SEASIDE -- We heard an impassioned plea last week at the Seaside City Council.
John Hagerty stood before councilors during public comment and said "I need a simple, inexpensive apartment in Seaside."
His words stirred councilors. In a city where housing is the key to a functioning workforce, they didn't need explaining.
"I am currently employed and work 30 to 40 hours per week," he said. "I generally net between $1,200 to $1,500 per month. I have no criminal record. I have good credit. I have no pets. I do not drink, smoke or do drugs. I rarely have company visit. I have no prior evictions."
Hagerty's problem is his owner is moving back into his apartment. Hagerty must be out by March 19.
"The rental market in Seaside is extremely limited," he said. "I have exhausted all the more traditional ways of looking for an apartment. I describe my references from previous landlords as 'absolutely golden.'"
No shrinking violet, Hagerty took his campaign to the streets as well, standing in the Safeway lot with a sign dramatizing his plight.
He not only designed and held a sign seeking an affordable rental, but provided a "fact sheet" with contact information, rationale, a work resume and even a list of his previous landlords for the past 10 years, with phone numbers and contact emails included.
Hagerty is an articulate voice for those he described as "the working poor."
"You have a serious problem in Seaside that has a very dramatic effect on the citizens you are responsible for," he told councilors.
"There are not enough apartments in Seaside to provide housing for its residents who are unable to afford to purchase their own home. The result of that shortage is that apartments that do become available are overpriced in a seller's market, making them unaffordable to the people who work the minimum- to low-wage jobs that support this town."
Out of price range
If Hagerty were a politician, he'd probably be pretty good at it.
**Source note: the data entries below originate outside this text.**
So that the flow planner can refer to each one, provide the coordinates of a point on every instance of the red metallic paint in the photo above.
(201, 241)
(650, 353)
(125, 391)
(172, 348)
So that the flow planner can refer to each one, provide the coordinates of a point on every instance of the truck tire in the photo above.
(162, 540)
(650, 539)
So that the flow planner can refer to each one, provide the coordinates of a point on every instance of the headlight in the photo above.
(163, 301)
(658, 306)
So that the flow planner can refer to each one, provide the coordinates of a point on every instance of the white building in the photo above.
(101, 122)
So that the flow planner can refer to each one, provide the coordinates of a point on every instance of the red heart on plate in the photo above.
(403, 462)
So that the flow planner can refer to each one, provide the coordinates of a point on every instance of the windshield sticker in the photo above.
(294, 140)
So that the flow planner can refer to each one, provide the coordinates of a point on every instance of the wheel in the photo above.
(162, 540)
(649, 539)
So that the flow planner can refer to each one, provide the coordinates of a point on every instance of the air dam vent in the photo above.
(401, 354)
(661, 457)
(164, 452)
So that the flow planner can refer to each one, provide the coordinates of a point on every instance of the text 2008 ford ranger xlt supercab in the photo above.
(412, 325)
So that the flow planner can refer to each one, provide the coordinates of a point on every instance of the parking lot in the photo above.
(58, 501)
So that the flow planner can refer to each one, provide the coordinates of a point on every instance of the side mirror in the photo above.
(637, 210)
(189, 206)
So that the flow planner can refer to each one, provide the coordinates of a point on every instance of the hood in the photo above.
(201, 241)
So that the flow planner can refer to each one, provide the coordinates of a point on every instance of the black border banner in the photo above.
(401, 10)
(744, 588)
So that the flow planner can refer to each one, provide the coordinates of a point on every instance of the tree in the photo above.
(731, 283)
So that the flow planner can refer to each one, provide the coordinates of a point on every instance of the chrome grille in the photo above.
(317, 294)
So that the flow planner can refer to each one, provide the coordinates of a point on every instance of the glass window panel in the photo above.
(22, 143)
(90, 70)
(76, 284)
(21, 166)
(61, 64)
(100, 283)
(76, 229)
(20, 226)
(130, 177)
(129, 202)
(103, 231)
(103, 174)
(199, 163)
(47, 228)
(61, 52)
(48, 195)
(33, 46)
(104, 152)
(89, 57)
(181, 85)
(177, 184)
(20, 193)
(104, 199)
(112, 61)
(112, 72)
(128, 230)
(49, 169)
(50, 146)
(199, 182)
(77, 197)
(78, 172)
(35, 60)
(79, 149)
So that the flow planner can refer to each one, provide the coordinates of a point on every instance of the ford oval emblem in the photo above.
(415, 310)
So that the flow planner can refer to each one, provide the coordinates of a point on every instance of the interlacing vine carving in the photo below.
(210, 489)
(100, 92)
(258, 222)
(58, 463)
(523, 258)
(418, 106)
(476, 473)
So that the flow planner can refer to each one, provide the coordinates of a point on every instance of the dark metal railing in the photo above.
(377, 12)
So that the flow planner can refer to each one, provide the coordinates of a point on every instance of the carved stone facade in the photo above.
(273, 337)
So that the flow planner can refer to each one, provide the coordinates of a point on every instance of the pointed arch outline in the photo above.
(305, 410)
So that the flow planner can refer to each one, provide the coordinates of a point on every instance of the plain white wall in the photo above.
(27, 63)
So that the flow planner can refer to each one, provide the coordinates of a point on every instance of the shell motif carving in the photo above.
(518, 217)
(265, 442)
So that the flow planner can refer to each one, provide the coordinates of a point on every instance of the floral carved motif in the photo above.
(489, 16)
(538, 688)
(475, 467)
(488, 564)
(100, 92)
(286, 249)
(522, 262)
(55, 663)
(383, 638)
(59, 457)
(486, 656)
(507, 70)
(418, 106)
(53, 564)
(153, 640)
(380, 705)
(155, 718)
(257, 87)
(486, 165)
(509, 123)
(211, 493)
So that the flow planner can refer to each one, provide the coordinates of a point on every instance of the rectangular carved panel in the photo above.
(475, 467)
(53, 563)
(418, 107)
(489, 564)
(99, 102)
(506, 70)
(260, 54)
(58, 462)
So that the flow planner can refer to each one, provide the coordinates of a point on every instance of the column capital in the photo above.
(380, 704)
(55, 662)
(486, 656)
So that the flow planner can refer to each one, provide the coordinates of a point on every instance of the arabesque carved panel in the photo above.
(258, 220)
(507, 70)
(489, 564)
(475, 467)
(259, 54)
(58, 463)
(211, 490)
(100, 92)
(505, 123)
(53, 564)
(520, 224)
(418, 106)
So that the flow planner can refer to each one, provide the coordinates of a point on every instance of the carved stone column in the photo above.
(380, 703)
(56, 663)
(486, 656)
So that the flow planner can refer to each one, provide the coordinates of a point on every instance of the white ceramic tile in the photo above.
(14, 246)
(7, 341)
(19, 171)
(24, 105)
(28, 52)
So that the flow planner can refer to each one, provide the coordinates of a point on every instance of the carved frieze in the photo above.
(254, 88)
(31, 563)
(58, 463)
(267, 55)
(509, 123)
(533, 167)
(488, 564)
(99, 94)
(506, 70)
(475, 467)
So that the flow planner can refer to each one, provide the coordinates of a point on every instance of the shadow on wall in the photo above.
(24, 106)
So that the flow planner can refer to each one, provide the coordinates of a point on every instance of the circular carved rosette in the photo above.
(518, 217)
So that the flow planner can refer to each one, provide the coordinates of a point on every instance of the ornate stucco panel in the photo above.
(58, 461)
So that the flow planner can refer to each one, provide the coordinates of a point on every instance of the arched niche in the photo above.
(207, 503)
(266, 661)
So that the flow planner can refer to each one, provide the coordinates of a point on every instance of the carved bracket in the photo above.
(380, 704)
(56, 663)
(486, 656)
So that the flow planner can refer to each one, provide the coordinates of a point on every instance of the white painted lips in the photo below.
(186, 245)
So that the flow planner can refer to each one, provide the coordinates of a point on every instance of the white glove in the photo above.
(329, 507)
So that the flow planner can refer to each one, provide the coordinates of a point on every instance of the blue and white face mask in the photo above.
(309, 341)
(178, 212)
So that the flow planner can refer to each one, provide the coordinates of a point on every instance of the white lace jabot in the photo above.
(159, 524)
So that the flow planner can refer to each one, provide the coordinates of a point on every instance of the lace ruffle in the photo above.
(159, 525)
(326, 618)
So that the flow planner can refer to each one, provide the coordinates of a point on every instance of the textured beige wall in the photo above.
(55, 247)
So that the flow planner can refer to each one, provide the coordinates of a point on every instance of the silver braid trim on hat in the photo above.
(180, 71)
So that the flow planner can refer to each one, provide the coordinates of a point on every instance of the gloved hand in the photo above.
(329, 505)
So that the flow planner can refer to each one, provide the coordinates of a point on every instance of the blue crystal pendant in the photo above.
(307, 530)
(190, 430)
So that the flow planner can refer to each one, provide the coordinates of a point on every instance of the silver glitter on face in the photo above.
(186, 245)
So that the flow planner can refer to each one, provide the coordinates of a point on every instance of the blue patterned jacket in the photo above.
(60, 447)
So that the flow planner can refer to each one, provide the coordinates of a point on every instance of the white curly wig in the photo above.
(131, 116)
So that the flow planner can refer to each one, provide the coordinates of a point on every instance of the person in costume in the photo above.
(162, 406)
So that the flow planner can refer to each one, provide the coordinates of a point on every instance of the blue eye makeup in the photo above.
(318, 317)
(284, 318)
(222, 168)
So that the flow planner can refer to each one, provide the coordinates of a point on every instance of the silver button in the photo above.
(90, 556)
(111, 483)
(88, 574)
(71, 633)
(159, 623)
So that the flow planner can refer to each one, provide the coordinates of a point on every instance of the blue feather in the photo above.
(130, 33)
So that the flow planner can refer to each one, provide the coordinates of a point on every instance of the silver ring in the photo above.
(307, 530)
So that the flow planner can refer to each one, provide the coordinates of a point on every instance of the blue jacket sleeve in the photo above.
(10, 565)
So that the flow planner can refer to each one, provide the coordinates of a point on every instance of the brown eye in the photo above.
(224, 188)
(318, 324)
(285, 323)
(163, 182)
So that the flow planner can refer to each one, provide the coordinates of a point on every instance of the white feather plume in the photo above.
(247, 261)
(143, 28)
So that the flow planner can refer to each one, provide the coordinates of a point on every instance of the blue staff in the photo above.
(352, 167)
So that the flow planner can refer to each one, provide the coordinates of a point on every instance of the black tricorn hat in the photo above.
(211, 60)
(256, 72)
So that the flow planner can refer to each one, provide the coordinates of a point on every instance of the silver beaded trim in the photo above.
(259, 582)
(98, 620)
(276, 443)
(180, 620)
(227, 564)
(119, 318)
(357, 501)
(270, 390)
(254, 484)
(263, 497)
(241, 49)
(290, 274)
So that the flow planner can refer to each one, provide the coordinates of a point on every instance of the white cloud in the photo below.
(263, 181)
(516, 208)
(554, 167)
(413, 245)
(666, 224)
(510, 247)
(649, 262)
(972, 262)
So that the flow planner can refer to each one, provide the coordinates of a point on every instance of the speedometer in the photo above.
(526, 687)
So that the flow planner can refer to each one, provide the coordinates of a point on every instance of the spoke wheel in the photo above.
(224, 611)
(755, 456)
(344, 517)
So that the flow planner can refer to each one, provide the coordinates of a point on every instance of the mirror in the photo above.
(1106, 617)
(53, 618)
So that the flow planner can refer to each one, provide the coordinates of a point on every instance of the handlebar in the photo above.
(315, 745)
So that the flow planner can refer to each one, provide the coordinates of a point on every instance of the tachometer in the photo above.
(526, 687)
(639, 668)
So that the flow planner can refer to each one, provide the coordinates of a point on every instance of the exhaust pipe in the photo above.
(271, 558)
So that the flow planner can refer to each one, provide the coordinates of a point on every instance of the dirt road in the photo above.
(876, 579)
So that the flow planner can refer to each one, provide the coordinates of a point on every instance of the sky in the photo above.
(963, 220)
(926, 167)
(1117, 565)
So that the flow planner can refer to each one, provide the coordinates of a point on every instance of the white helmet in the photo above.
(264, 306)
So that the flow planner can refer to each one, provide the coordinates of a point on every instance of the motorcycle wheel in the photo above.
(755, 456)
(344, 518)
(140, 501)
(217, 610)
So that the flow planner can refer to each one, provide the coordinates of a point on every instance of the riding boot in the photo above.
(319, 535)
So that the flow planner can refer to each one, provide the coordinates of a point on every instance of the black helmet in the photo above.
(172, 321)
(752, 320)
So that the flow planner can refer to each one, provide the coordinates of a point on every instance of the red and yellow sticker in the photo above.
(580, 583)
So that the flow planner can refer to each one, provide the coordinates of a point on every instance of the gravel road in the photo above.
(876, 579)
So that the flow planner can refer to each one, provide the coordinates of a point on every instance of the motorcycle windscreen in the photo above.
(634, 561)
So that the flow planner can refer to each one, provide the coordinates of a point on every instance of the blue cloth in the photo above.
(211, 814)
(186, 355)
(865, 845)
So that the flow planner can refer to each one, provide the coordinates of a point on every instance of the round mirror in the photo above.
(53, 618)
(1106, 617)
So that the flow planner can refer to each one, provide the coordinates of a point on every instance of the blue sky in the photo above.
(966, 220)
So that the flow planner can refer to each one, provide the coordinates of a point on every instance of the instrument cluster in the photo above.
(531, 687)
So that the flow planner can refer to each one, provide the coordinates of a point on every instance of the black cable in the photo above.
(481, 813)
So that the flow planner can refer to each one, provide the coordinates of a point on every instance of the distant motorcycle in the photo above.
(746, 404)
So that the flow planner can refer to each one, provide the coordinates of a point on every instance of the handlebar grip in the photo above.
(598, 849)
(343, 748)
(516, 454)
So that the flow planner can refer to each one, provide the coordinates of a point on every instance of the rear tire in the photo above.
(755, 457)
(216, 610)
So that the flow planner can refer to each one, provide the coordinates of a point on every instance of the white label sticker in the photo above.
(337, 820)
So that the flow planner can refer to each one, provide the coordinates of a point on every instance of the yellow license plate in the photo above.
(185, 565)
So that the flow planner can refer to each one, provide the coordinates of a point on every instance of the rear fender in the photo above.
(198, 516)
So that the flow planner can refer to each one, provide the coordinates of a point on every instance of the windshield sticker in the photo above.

His presentation was as robust as his plea.
"Currently, I can only find one apartment to rent in the city of Seaside, a three-bedroom for over $1,000 a month, way out of my price range," Hagerty said. "I have people who are supportive and helpful who are networking for me and acting as references. The company that currently manages the place I live in is working to find me an affordable alternative. I'm on a first-name basis with every landlord in this city who will allow me to talk to them. I may now have to quit my job, apply for unemployment, try to explain this to them, and then move away to the charity of relatives on the other side of the state if I cannot find a place to live.
"I have not been late with my rent since 1990," he continued. "They like me at my job. I love my job. But I'm old. I'm broke-down. There's not that many jobs that I can physically do, but I'm still an asset to this community and I go out of my way to maintain that status wherever I live.
"The city of Seaside needs to do something for our citizens."
Hagerty is not alone. At every level from high to low, a housing shortage exists, a result of the enticing environment and economic opportunities. There are jobs as Hagerty points out, but local businesses are hard-pressed to exceed the minimum wage.
The U.S. Census Bureau deems "30 percent rule" a guideline for the portion of income a family can spend for rent and still have enough left over for other nondiscretionary spending.
The 2014 U.S. Census reports a population of 6,481 in Seaside, with 4,501 housing units to serve them.
With the Oregon minimum wage at $9.25 per hour or $390 for a 40-hour week before taxes, that would represent a gross income of $1,560 per month. Forty percent of that for rent would be $624 per month.
On Craigslist, the only apartment fitting that bill was a 400-foot cabin in Seaview, Washington, for $625. The best bargain we found was in Ocean Park, Washington, a 600-foot cabin can be found for $550. In Seaside, a duplex for $925 is the lowest-priced listing.
On Zillow, we found a two-bedroom, one-bath apartment on Avenue I for $850 a month, and the same rental home on Craigslist.
Even if Hagerty or other minimum-wage workers pay 50 percent of their gross income -- $780 per month -- they still would not be able to afford the cheapest listing in Seaside.
Consider that year-round tenants are also competing with short-term renters who generally pay a far higher amount, the numbers are daunting.
Council is listening
Hagerty's message is loud and clear and it was obvious Seaside city councilors heard it last week.
Mayor Don Larsen pointed out affordable units under construction behind Coast Hardware and another 74-home plan in the works.
Expansion of the city's urban growth boundary could provide more land for real estate development, but that comes with its own costs, City Manager Mark Winstanley said.